One of the biggest misunderstandings in accessibility is that alt text should simply describe what you see. In practice, literal descriptions often fail users because they preserve pixels, not purpose.
Story: when “correct” still misleads
I once worked with a team who followed the rule they’d heard everywhere: “alt text should be a short description of the image.” They shipped dozens of literal labels such as “Image of a child,” “Image of a building,” and—my favourite—“Image of orphan and Batman.”
The picture showed a crying orphan next to a brick wall; his shadow on the wall was Batman. The intended message was: “The difference between ordinary and extraordinary is just a little extra.” A literal label (“image of orphan and batman”) was technically descriptive but functionally misleading—it hid the idea the image was communicating.
Missing vs. wrong alt: the harm isn’t equal
- Missing alt on an informative image is an exclusion: screen reader users hear nothing useful and may have to guess. That’s bad.
- Wrong (or literal) alt can be worse: users are misled into believing an untrue or incomplete meaning. That’s not just unhelpful—it’s a form of misinformation. In critical contexts (health, finance, safety), misleading text can increase risk.
Alt text should communicate intent: why the image is present and what the user is meant to take away. Ask: “What idea is this image trying to convey?”

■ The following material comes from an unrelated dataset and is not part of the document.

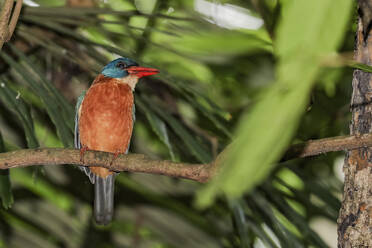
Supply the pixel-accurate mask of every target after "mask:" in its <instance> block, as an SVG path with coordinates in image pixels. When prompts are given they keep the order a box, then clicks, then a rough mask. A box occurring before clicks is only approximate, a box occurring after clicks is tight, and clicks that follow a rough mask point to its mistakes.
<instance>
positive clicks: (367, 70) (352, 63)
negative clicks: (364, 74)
mask: <svg viewBox="0 0 372 248" xmlns="http://www.w3.org/2000/svg"><path fill="white" fill-rule="evenodd" d="M349 66H350V67H351V68H355V69H359V70H362V71H365V72H372V66H369V65H366V64H362V63H358V62H356V61H350V62H349Z"/></svg>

Practical guidance for teams
- Decorative imagery: use empty alt (
alt="") so screen readers skip it. - Informative imagery: write the message, not the pixels (what a sighted user would grasp at a glance).
- Functional imagery (icons/buttons): describe the action (e.g., “Search”, “Download the report”).
- Complex graphics: pair a succinct alt with a nearby or linked longer description.
- Don’t prepend “image of …” or “picture of …”. Assistive tech already announces role; redundancy adds noise.
Fact box: Captions (A) vs. Sign language (AAA)
Teams often ask why captions are a baseline requirement while sign language is not. In the Web Content Accessibility Guidelines (WCAG):
- Captions (Prerecorded) — Success Criterion
1.2.2— Level A: time-synchronised text alternatives for spoken dialogue and meaningful audio are required for prerecorded media. - Sign Language (Prerecorded) — Success Criterion
1.2.6— Level AAA: providing a sign-language translation of the audio track is an enhanced requirement.
Why the difference? Text captions ensure core information is available to a broad range of users (Deaf, hard of hearing, those in noisy or quiet environments, second-language readers), and they’re machine-indexable and searchable. Sign language can convey prosody, emphasis and cultural nuance that text may miss, offering richer comprehension for native signers—but it’s considered an advanced enhancement, so it sits at AAA. Where your audience includes a high proportion of signers, adding sign-language tracks can substantially improve understanding.
Checklist: writing meaningful alt text
- Identify the purpose of the image in its context.
- Write what the user needs to know, not what you can see.
- Avoid boilerplate openings (“image of …”).
- Keep it concise; link to more detail when necessary.
- Test with a screen reader—or at least read your alt text aloud in place of the image.
Bottom line: literal alt text checks a box; meaningful alt text preserves the experience.